19:00:51.599538 IP6 (flowlabel 0xb42b9, hlim 255, next-header ICMPv6 (58) payload length: 176) 
fe80::... < ff02::1: [icmp6 sum ok] ICMP6, router advertisement, length 176
	hop limit 64, Flags [managed, other stateful], pref medium, router lifetime 1800s, reachable time 0ms, retrans timer 0ms
	...

However in this case this wasn't happening. Similarly to what the graph above shows, these packets only arrive sporadically. As far as I know, this is an indication that something is wrong on the ISP side. Sending a RA in response to RS seems to work, but periodic RA sending doesn't. Strictly speaking there's nothing that can be done to fix this on my end. My understanding of RFC 4861 is that a downstream host should only send out RS once, after connecting to the link.

Once the host sends a Router Solicitation, and receives a valid Router Advertisement with a non-zero Router Lifetime, the host MUST desist from sending additional solicitations on that interface, until the next time one of the above events occurs.

Indeed, as far as I can see, Linux doesn't have any provisions for re-sending RS in case all routes from a previously received RAs time out. This answer argues that it should, but I can find no references that would confirm this. On the other hand, this answer agrees with me that RS should only be sent when connecting to a link. On that note, I've also found a discussion that mentions blocking multicast packets as a cause of similar problems. I don't believe that is the case here.

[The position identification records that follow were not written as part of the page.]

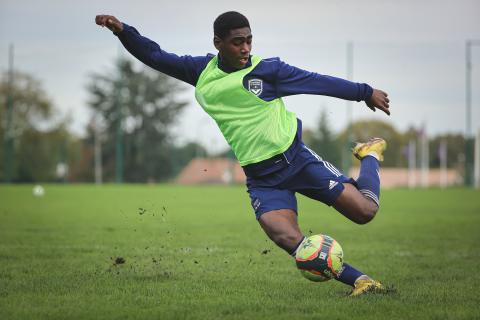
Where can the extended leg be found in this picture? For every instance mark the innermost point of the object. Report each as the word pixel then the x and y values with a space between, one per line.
pixel 361 205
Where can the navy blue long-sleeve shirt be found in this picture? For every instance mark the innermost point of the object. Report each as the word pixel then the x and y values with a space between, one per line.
pixel 279 79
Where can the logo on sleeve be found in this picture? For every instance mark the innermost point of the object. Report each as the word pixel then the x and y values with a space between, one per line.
pixel 255 86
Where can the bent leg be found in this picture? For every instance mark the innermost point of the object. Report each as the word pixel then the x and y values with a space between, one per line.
pixel 281 227
pixel 355 206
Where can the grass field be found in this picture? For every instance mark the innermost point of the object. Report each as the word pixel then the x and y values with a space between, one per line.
pixel 198 253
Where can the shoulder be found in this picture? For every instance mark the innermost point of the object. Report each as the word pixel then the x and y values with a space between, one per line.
pixel 269 66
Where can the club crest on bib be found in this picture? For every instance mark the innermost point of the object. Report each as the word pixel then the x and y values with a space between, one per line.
pixel 255 86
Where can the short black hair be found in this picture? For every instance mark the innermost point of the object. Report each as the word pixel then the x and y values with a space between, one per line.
pixel 228 21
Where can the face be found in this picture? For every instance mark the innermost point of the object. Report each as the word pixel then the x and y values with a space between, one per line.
pixel 235 48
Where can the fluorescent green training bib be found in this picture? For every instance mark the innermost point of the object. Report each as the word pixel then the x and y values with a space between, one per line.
pixel 255 129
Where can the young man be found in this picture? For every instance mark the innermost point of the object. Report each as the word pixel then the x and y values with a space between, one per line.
pixel 242 93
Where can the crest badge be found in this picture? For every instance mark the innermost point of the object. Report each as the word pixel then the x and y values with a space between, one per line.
pixel 255 86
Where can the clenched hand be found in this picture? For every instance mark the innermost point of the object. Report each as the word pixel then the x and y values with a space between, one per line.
pixel 379 100
pixel 110 22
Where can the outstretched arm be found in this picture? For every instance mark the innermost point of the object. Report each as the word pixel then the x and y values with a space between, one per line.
pixel 292 80
pixel 185 68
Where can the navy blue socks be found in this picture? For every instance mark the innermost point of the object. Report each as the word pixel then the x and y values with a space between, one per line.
pixel 348 275
pixel 368 181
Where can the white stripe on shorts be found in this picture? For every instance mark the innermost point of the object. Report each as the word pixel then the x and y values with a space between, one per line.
pixel 313 153
pixel 371 195
pixel 331 168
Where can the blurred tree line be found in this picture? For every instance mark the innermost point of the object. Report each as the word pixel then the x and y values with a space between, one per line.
pixel 133 111
pixel 331 146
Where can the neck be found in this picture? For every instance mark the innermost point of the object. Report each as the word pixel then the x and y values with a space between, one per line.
pixel 222 64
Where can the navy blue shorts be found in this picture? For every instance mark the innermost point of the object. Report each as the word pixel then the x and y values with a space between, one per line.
pixel 306 173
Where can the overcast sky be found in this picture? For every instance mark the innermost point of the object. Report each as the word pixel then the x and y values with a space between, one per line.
pixel 414 50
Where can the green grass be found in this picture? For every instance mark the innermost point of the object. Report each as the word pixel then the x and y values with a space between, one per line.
pixel 198 253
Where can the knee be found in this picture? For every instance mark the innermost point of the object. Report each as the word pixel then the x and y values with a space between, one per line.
pixel 366 212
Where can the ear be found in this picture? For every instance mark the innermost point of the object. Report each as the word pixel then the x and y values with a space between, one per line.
pixel 217 42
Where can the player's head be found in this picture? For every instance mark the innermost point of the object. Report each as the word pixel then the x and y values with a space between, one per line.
pixel 233 38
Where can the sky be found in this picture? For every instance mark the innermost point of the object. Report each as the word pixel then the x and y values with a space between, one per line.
pixel 413 50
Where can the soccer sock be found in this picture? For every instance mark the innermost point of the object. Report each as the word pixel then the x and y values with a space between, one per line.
pixel 369 180
pixel 348 275
pixel 294 251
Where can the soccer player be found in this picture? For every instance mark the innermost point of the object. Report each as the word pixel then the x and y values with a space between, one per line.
pixel 242 93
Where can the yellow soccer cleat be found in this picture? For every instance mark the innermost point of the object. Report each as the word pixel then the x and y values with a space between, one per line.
pixel 366 285
pixel 373 147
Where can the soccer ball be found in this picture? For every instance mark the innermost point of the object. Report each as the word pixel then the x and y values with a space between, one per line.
pixel 319 258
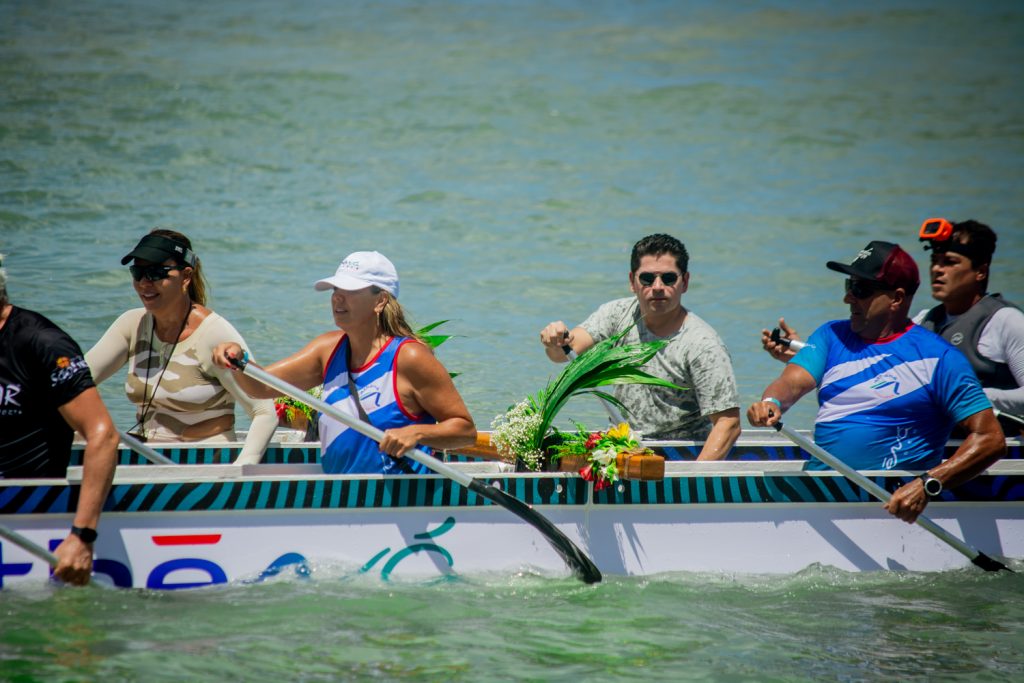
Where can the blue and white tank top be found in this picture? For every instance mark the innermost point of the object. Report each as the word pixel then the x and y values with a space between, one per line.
pixel 344 451
pixel 891 403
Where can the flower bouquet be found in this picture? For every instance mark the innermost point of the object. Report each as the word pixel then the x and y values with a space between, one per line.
pixel 524 432
pixel 600 456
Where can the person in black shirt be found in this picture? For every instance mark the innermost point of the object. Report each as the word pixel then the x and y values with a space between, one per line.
pixel 46 394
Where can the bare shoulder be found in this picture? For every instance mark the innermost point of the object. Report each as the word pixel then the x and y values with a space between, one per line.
pixel 418 357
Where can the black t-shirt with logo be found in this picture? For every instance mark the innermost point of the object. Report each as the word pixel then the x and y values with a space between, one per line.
pixel 41 369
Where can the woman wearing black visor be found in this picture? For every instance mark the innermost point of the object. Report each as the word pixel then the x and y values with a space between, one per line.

In the end I've used an ugly workaround so that things kept working. I've manually added a permanent route that is identical to what is randomly advertised in RA packets:

$ ip -6 route add default via fe80::... dev eth0

Compared to entries originating from RA this manual entry in the routing table won't time out - at least not until my router gets rebooted. It also doesn't hurt anything if additional, identical routes get occasionally added via RA. Of course, it still goes completely against the IPv6 neighbor discovery mechanism. If anything changes on the ISP side, for example if the link-local address of the router changes, the entry won't get updated and the network will break again. However it does seem fix my issues at the moment. The fact that it's working also seems to confirm my suspicion that something is only wrong with RA transmissions on the ISP side, and that actual routing on their end works correctly. I've reported my findings to the ISP and hopefully things will get fixed on their end, but in the mean time, this will have to do.

Posted by Tomaž | Categories: Code

Comments

I found your post after I discovered that the exact same thing seemed to be happening with my ISP (Rogers) in Ontario, Canada. I was hoping for a better solution than adding the default route manually, but it works for now.